The protest at the institute started on the day of the appointment of Gajendraji. A report in NDTV states:
"A person who has an official affiliation with the ruling-BJP and who lacks the vision and stature of the past chairpersons in film-making, has put a question mark on the process of selection for the post earlier held by eminent people like Girish Karnad, Shyam Benegal and Adoor Gopalkrishnan," Harikrishnan Nachimuthu, who heads the FTII students' association, told PTI.
A report in Rediff, quotes an unknown government source saying that there have been thirty-two strikes over the last fifty-five years, and a convocation was last held seventeen years ago. At the time of the last convocation, the student leaders mounted the stage with black flags and booed the chief guest, Dilip Kumar. Another film veteran, Shyam Benegal was also on the stage, and it is said that he felt disgusted.
If all this is true, then the picture that one gets about the affairs of the institute is not a pretty one. And all this was happening during the time when persons with supposedly better qualifications than Gajendraji were the chairman. While the post is an honorary one, surely these eminent persons would be aware of what was happening. And they either did not do anything or were not effective in setting things right.

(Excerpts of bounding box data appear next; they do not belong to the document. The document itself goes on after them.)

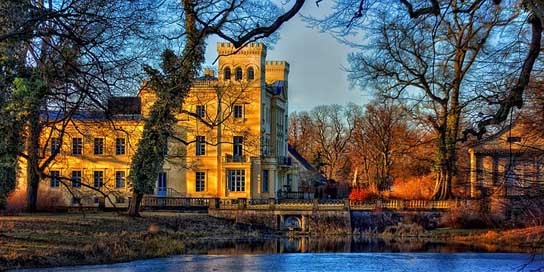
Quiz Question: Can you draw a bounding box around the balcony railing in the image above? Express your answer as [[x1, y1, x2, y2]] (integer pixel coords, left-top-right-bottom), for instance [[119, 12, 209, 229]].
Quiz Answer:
[[223, 154, 247, 162], [277, 157, 292, 166], [278, 191, 314, 199]]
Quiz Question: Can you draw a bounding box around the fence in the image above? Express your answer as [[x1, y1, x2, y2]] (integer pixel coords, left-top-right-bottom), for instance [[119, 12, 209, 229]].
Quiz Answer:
[[142, 196, 210, 209], [142, 196, 469, 211]]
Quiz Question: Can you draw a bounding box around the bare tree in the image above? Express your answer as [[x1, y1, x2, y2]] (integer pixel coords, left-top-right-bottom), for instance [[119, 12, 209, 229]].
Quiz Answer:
[[306, 1, 540, 199], [352, 101, 413, 190], [129, 0, 305, 216]]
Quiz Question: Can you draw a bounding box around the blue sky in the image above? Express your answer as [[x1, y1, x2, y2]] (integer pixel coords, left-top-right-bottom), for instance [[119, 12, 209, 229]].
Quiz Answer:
[[205, 1, 367, 112]]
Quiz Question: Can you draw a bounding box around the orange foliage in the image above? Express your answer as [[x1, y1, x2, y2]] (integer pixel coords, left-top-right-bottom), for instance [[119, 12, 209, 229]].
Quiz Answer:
[[385, 175, 435, 200], [349, 188, 374, 201], [37, 188, 62, 211], [6, 190, 26, 213]]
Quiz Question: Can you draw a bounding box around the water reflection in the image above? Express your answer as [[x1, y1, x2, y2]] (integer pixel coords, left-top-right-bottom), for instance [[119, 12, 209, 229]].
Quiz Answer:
[[186, 236, 542, 255], [21, 253, 544, 272]]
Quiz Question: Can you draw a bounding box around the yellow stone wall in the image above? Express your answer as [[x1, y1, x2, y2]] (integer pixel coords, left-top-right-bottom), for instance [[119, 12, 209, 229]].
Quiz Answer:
[[19, 43, 289, 206]]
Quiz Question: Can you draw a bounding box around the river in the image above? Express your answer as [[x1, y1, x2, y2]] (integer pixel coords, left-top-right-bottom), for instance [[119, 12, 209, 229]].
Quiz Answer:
[[15, 238, 544, 272]]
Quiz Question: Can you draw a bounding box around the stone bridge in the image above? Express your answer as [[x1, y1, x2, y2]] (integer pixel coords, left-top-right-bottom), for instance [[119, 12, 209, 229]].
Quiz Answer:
[[142, 196, 469, 234]]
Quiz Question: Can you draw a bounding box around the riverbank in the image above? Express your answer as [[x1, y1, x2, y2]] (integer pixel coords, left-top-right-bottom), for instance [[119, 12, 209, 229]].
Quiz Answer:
[[0, 212, 544, 270], [0, 212, 274, 270]]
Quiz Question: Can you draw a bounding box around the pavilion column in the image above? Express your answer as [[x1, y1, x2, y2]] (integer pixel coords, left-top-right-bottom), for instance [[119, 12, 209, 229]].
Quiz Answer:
[[469, 149, 479, 197]]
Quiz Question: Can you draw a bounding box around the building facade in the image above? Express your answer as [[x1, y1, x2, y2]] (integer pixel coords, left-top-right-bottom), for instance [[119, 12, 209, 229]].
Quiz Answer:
[[19, 43, 293, 206], [469, 121, 544, 202]]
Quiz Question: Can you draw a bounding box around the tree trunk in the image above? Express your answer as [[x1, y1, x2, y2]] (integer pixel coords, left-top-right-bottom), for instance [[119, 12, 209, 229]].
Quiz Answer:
[[432, 137, 455, 200], [26, 110, 41, 212], [128, 192, 144, 217], [129, 0, 206, 216]]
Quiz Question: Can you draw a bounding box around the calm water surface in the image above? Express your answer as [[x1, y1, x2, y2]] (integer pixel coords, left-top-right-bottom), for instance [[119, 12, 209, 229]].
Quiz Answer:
[[17, 238, 544, 272]]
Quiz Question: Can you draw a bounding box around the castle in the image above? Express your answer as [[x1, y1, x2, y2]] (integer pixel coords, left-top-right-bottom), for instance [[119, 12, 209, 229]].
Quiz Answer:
[[18, 43, 306, 206]]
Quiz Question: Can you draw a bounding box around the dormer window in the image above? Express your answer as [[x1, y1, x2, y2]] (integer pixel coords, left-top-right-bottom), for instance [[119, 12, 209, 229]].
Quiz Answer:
[[195, 105, 206, 118], [234, 105, 244, 119], [234, 67, 242, 81], [247, 67, 255, 81], [223, 67, 230, 80]]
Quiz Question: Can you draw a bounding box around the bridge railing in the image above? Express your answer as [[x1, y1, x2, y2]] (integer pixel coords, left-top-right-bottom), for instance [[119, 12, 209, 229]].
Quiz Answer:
[[216, 198, 461, 211], [142, 196, 210, 209]]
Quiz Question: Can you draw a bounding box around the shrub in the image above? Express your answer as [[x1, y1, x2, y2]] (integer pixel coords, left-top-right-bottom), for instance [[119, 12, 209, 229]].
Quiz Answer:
[[349, 188, 375, 201], [386, 175, 435, 200], [441, 203, 504, 229]]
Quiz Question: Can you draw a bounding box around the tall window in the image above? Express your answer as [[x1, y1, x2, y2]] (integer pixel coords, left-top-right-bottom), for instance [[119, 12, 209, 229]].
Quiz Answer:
[[195, 105, 206, 118], [223, 67, 230, 80], [234, 67, 242, 81], [157, 172, 168, 196], [72, 170, 81, 188], [115, 171, 125, 188], [234, 105, 244, 119], [261, 169, 270, 193], [115, 138, 126, 155], [196, 136, 206, 156], [51, 138, 60, 154], [247, 67, 255, 81], [93, 171, 104, 188], [227, 169, 246, 192], [195, 172, 206, 192], [49, 171, 60, 188], [93, 138, 104, 155], [232, 136, 244, 160], [72, 138, 83, 155]]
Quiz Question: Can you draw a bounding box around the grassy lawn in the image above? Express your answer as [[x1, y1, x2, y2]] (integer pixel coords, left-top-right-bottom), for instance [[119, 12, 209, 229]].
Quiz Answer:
[[0, 213, 267, 270]]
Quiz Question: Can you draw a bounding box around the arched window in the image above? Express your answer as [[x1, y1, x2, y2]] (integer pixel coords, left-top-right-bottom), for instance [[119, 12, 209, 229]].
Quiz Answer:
[[234, 67, 242, 80], [247, 67, 255, 80], [223, 67, 230, 80]]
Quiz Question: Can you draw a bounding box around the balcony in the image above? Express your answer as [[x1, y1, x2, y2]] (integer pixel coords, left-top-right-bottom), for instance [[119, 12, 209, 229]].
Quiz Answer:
[[223, 154, 247, 163]]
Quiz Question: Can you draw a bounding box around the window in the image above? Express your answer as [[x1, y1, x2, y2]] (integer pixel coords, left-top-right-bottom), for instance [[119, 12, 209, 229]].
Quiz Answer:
[[232, 136, 244, 160], [196, 136, 206, 156], [247, 67, 255, 80], [195, 105, 206, 118], [223, 67, 230, 80], [72, 196, 81, 205], [234, 105, 244, 118], [157, 172, 168, 196], [227, 169, 246, 192], [51, 138, 60, 154], [195, 172, 206, 192], [93, 171, 104, 188], [93, 138, 104, 155], [115, 138, 126, 155], [234, 67, 242, 81], [72, 170, 81, 188], [72, 138, 83, 155], [50, 171, 60, 188], [115, 171, 125, 188], [261, 169, 270, 193]]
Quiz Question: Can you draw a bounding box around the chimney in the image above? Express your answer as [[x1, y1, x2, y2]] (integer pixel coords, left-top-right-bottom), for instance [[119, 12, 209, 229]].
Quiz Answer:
[[204, 68, 215, 77]]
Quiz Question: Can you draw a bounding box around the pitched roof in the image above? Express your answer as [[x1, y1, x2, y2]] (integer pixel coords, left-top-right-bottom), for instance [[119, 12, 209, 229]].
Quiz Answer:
[[287, 145, 315, 171]]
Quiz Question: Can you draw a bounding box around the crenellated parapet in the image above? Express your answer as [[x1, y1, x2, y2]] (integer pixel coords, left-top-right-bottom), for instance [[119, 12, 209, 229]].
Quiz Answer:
[[265, 60, 289, 83], [217, 42, 266, 56]]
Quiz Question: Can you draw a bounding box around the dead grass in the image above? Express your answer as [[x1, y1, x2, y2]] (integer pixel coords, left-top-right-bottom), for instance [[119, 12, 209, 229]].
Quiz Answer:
[[0, 213, 272, 270], [386, 175, 435, 200]]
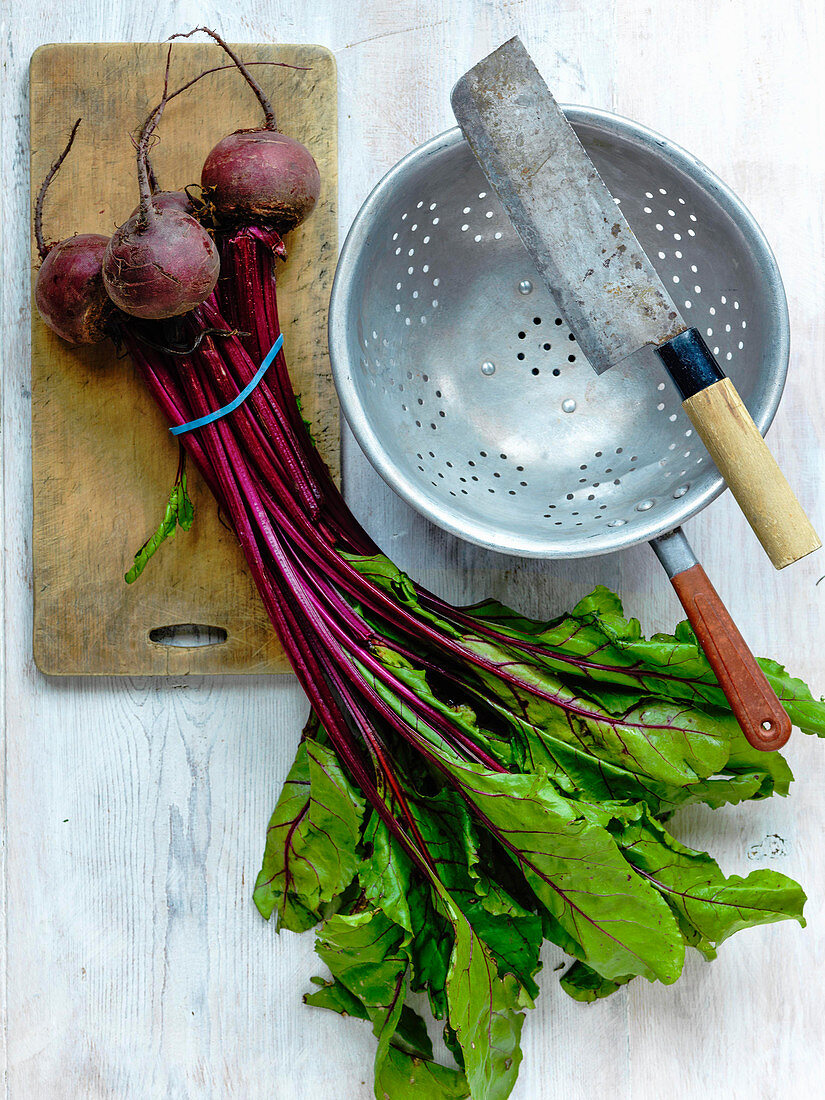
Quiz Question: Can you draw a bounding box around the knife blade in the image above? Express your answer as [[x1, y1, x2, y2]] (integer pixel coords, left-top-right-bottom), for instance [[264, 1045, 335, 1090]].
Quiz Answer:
[[451, 37, 822, 569], [451, 37, 688, 374]]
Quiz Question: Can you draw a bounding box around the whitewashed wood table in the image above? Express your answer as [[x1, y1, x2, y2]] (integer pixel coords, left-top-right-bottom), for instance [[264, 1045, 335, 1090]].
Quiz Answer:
[[0, 0, 825, 1100]]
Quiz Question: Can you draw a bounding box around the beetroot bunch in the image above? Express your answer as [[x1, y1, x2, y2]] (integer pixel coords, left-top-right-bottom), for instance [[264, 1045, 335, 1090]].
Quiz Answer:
[[30, 29, 825, 1100], [35, 28, 320, 344]]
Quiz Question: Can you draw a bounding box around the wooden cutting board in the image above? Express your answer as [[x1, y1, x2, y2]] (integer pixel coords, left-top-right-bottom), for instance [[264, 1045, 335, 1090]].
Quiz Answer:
[[31, 42, 340, 675]]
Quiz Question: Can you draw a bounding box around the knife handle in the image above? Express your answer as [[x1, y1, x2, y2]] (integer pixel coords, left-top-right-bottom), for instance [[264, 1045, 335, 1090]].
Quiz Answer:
[[670, 564, 791, 752], [657, 329, 822, 569]]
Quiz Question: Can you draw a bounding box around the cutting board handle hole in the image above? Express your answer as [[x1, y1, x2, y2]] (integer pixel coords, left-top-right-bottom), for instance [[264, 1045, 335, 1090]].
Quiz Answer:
[[149, 623, 228, 649]]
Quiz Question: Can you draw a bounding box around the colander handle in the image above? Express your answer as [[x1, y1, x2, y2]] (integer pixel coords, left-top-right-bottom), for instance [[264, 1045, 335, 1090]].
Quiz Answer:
[[657, 329, 822, 569], [670, 562, 791, 752]]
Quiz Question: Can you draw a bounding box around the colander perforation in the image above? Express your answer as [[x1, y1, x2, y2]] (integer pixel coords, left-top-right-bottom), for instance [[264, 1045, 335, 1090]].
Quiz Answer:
[[331, 109, 787, 556]]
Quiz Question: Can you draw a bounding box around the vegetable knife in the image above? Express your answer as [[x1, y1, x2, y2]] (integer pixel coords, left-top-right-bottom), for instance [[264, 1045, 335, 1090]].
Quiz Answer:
[[451, 37, 822, 569]]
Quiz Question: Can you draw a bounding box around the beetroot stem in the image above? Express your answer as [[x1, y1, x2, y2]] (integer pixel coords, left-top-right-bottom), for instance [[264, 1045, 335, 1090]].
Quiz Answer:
[[171, 26, 278, 131], [34, 119, 83, 260]]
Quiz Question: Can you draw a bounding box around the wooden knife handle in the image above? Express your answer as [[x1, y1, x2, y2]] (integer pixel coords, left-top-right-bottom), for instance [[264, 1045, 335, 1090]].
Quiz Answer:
[[682, 377, 822, 569], [671, 564, 791, 752], [656, 328, 822, 569]]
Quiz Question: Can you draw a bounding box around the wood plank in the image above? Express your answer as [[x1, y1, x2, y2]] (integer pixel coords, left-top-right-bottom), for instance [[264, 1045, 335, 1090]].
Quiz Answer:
[[31, 42, 339, 675], [0, 0, 825, 1100]]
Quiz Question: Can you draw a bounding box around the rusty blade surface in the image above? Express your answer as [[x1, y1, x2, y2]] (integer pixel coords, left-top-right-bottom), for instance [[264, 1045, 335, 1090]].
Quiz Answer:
[[451, 37, 686, 374]]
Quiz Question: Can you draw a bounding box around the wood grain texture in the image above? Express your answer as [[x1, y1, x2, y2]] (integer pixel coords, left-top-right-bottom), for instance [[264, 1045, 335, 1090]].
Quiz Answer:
[[30, 42, 340, 675], [0, 0, 825, 1100], [682, 378, 822, 569]]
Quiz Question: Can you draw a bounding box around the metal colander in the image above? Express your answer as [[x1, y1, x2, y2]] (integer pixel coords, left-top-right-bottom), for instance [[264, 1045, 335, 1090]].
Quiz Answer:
[[330, 107, 789, 558]]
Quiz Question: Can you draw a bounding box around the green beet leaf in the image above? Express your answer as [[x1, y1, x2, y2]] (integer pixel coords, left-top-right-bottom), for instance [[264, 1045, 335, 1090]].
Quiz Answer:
[[433, 881, 529, 1100], [433, 765, 684, 982], [561, 959, 633, 1004], [609, 806, 805, 949], [316, 910, 409, 1100], [254, 739, 364, 932], [304, 979, 470, 1100]]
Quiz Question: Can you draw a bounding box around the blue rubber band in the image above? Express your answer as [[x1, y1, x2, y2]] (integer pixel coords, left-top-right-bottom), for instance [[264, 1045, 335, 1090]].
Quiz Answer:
[[169, 334, 284, 436]]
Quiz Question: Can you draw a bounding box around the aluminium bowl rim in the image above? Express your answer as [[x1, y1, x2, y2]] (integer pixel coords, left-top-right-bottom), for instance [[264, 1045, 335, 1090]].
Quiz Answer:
[[328, 103, 790, 559]]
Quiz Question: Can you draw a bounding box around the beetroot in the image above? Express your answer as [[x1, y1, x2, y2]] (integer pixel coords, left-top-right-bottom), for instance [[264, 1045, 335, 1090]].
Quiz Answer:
[[130, 188, 195, 218], [200, 130, 321, 233], [34, 233, 113, 344], [103, 55, 220, 320], [34, 119, 113, 344], [178, 26, 321, 233], [103, 201, 220, 320]]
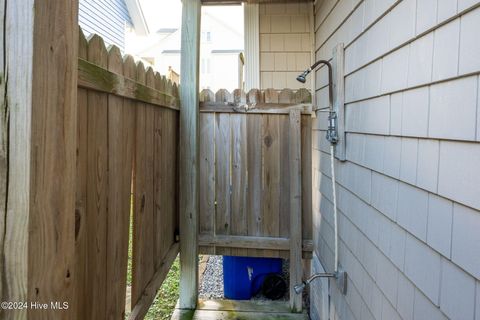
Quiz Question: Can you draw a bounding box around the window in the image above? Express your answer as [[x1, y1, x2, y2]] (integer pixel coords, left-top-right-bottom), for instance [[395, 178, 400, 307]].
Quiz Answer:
[[202, 31, 212, 42]]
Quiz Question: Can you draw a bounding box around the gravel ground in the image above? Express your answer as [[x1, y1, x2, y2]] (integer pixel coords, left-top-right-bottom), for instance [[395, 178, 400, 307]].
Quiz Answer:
[[199, 256, 224, 299], [199, 256, 289, 301]]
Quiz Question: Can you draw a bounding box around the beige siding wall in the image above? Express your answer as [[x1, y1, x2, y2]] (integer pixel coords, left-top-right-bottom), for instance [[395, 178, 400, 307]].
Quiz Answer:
[[311, 0, 480, 320], [260, 3, 313, 89]]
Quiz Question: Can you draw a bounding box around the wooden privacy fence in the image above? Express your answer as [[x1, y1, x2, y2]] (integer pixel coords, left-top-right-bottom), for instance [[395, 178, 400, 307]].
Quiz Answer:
[[199, 89, 312, 257], [74, 32, 179, 320]]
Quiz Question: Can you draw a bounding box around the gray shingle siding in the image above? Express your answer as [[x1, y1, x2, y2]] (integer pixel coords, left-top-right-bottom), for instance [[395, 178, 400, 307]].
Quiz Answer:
[[311, 0, 480, 320], [78, 0, 131, 50]]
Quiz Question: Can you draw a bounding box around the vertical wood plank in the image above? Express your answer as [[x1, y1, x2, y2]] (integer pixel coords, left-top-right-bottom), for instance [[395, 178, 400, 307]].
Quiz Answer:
[[288, 110, 302, 312], [278, 115, 291, 238], [74, 30, 88, 319], [230, 114, 248, 256], [86, 35, 108, 319], [215, 113, 232, 255], [263, 115, 280, 256], [199, 113, 215, 254], [246, 114, 263, 255], [153, 74, 169, 269], [132, 63, 154, 306], [301, 115, 313, 250], [179, 0, 201, 309], [22, 1, 78, 320], [106, 47, 134, 320], [142, 67, 156, 278]]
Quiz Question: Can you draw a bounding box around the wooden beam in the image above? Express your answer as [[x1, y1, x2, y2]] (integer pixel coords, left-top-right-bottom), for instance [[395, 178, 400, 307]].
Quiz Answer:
[[288, 110, 302, 312], [200, 102, 312, 115], [198, 235, 313, 252], [332, 43, 347, 161], [179, 0, 201, 309], [202, 0, 313, 5], [0, 0, 78, 320], [78, 59, 180, 110], [128, 243, 180, 320]]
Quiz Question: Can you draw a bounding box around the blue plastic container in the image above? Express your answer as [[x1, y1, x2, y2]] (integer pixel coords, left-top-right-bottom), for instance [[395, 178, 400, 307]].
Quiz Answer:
[[223, 256, 282, 300]]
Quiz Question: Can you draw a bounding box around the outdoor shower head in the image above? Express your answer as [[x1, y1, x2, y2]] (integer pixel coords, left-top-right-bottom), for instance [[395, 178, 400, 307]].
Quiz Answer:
[[297, 69, 311, 83], [293, 282, 307, 294], [297, 60, 333, 109]]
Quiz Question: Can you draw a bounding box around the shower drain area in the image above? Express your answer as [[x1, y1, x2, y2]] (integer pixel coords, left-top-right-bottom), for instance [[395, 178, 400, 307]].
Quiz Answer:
[[199, 255, 289, 301]]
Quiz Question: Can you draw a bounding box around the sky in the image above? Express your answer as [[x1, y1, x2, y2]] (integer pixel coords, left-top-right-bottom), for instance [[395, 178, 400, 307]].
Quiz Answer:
[[140, 0, 243, 33]]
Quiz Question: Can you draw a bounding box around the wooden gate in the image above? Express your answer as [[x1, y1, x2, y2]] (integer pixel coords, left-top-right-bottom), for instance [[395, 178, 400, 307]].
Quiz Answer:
[[199, 89, 312, 258]]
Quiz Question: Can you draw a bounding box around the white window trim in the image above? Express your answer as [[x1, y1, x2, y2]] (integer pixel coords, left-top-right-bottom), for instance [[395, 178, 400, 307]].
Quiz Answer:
[[244, 3, 260, 92]]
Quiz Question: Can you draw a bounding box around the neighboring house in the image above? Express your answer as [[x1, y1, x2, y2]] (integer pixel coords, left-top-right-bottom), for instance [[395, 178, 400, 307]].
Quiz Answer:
[[127, 11, 243, 91], [245, 0, 480, 320], [310, 0, 480, 320], [78, 0, 148, 51], [258, 3, 313, 90]]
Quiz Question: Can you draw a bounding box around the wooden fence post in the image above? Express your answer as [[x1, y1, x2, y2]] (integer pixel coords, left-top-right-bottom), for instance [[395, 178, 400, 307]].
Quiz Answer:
[[288, 109, 302, 312], [179, 0, 201, 309], [0, 0, 78, 320]]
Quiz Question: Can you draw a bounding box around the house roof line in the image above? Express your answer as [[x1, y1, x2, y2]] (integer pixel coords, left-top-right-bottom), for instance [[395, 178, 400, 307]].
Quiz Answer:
[[125, 0, 150, 36]]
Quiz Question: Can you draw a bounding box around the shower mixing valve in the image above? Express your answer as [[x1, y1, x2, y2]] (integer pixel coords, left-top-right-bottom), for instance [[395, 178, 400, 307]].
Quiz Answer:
[[327, 111, 338, 144]]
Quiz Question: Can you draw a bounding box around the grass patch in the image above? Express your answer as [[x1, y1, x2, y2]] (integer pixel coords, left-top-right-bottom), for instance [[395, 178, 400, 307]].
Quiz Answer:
[[126, 195, 180, 320], [145, 257, 180, 320]]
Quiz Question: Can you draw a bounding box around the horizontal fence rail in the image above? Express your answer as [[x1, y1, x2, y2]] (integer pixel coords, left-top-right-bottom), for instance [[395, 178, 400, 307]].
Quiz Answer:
[[199, 89, 312, 258], [74, 28, 179, 320]]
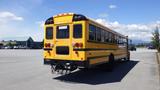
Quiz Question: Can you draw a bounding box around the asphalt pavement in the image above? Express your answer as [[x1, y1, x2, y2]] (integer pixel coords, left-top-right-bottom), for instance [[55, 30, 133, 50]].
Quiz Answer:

There are some on the right-of-centre have waded in the controversy by asking whether the government should fund the institute at all. It seems that more than Rs 10 lakhs is spent on each student at the institute every year. The institute prepares students to get jobs in the commercial industry where they would command good salaries if they perform well.
While there is a validity in the point of whether state should be funding the institute, it is also applicable in many other state institutes which offer professional courses. However, with respect to the present controversy, I feel that this point is not relevant. Even if the state decides to stop the funding, it should first clean up the mess that exists, and then it can be privatised, or the fees raised substantially.
The letter from the FTII student alleges that the protest is pure politics. The English media by not bringing out the facts, or at least investigating the allegations made by the student, has allowed itself to be used for the purposes of a political propaganda. It is, of course, complete freedom of the media to allow itself to be so used. But then the publication and the channel should stop pretending that it is unbiased.
(Ashok Chowgule is the Working President (External) of Vishwa Hindu Parishad.)